WD-40 cuts server power consumption by 40 per cent by adopting private cloud following ERP migration

Shift from client/server to private cloud helps WD-40 to slash server requirements and power costs

WD-40, the multinational company behind well-known brand of lubricants, claims to have generated power savings of 41 per cent following a shift to a private cloud architecture, which coincided with a major enterprise resource planning (ERP) upgrade project.

According to Mark Breed, IT services manager at WD-40 EMEA, the company had for years relied on dedicated servers to run its various in-house applications. However, these had grown out-of-control.

"We had Dell platforms here, there and everywhere. So we had consoles left and right, managing different applications, managing the Dell server backbones, checking the health of everything, hooking everything in that comes in," said Breed.

The project didn't just enable the company to reduce the number of server hardware platforms that it supports, but also to rationalise the management of its IT estate, he added.

The shift to a private cloud, managed by Nutanix Enterprise Cloud, came after the company shifted its EMEA operations from Epicor iScala to Epicor E9, enabling it to upgrade its estate to three-tier client/server, before moving this year to Epicor E10, the latest version of Epicor's unified ERP system.

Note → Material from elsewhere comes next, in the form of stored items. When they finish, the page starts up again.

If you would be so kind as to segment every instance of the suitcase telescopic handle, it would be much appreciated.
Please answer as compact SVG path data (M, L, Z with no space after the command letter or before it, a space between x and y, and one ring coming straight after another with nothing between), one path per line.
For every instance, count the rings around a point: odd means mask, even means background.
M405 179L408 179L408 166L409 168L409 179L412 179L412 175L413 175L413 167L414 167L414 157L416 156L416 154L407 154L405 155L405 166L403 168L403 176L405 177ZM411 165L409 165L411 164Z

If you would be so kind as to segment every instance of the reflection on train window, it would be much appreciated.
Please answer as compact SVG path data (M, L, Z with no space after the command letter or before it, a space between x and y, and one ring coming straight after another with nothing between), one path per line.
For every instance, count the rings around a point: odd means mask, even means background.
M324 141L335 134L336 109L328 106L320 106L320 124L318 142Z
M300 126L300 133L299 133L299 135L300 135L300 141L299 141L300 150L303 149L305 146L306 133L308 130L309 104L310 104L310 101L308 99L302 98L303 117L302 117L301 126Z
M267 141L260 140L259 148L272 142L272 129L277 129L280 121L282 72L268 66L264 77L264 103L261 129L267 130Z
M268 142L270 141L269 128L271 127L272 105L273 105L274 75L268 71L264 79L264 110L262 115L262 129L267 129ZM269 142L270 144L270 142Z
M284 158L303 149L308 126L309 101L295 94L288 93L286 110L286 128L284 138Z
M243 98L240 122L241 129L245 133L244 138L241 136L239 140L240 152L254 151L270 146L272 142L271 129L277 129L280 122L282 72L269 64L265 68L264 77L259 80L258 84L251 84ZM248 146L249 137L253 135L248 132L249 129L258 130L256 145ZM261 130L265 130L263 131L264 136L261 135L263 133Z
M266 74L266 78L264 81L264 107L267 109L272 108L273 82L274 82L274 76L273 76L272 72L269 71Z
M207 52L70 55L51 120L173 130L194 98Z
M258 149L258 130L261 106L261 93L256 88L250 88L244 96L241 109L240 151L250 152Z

The Epicor E10 platform will be the final application that the company shifts onto its private cloud.

While WD-40 is a US company based in San Diego, California, its EMEA region operates independently from the US business, and makes its own IT decisions. Its flagship WD-40 products sold across EMEA in various forms, are manufactured in the UK from a "secret formula", Breed told Computing.

"We call it a ‘secret formula' because only a few people know the formula and how to mix it. The actual formula is stored in a bank vault in San Diego," he said. The product is mixed at the company's manufacturing facility in Milton Keynes, then dispatched in tankers to Manchester where the canning has been outsourced, before sale across the UK and export across Europe.

The company has staff of around 230 people in the UK and in branch offices across Europe. In addition to the well-known WD-40 lubricant, the company also has a number of other products, developed in-house but with production largely outsourced.

Nutanix was selected to provide the private cloud infrastructure and management following an analysis of the options by WD-40 systems administrator Jeff Longley.

These alternatives included Simplivity. However, as a traditional Microsoft house (more or less), according to Breed, it had always used Hyper-V and Simplivity only recently adopted support for Hyper-V. Another alternative considered - and rejected - was simply to update the Dell servers and to consolidate the software accordingly.

The solution encompassed Nutanix Enterprise Cloud, together with NX-300 Series clusters running Microsoft Hyper-V for virtualisation, and the Nutanix Prism management console. "The idea is that the Prism console provides visibility into everything," Breed told Computing.

WD-40's Nutanix Enterprise Cloud system now hosts 52 virtual workloads, including the company's Microsoft Exchange, SharePoint and SQL Server database servers. All together, they occupy just over half of the Nutanix cluster's 30 terabyte capacity.

The ultimate aim when the project is completed, said Breed, is that the company will keep its production server in its Milton Keynes headquarters and another for replication and disaster recovery running at its co-location facility in London. Sites across Europe, meanwhile, only run their own file-and-print servers, which are replicated back to Milton Keynes.

A next step, perhaps, might be to examine more closely the IT rationale and economics of keeping the system on-premise, he added.

"The key benefits for us has been centralisation of our key IT applications. Before we had multiple Hyper-V servers, multiple different areas to manage. This has brought management down to one central ‘pane of glass'. In terms of power savings, it's generated a 41 per cent reduction in our power and cooling requirements," said Breed.

"It's significantly reduced our data centre rack footprint. Fewer servers means less cooling, and less cooling means less money spent on air conditioners and the power to run them," said Breed.

Systems administration has also been simplified as a result, he added.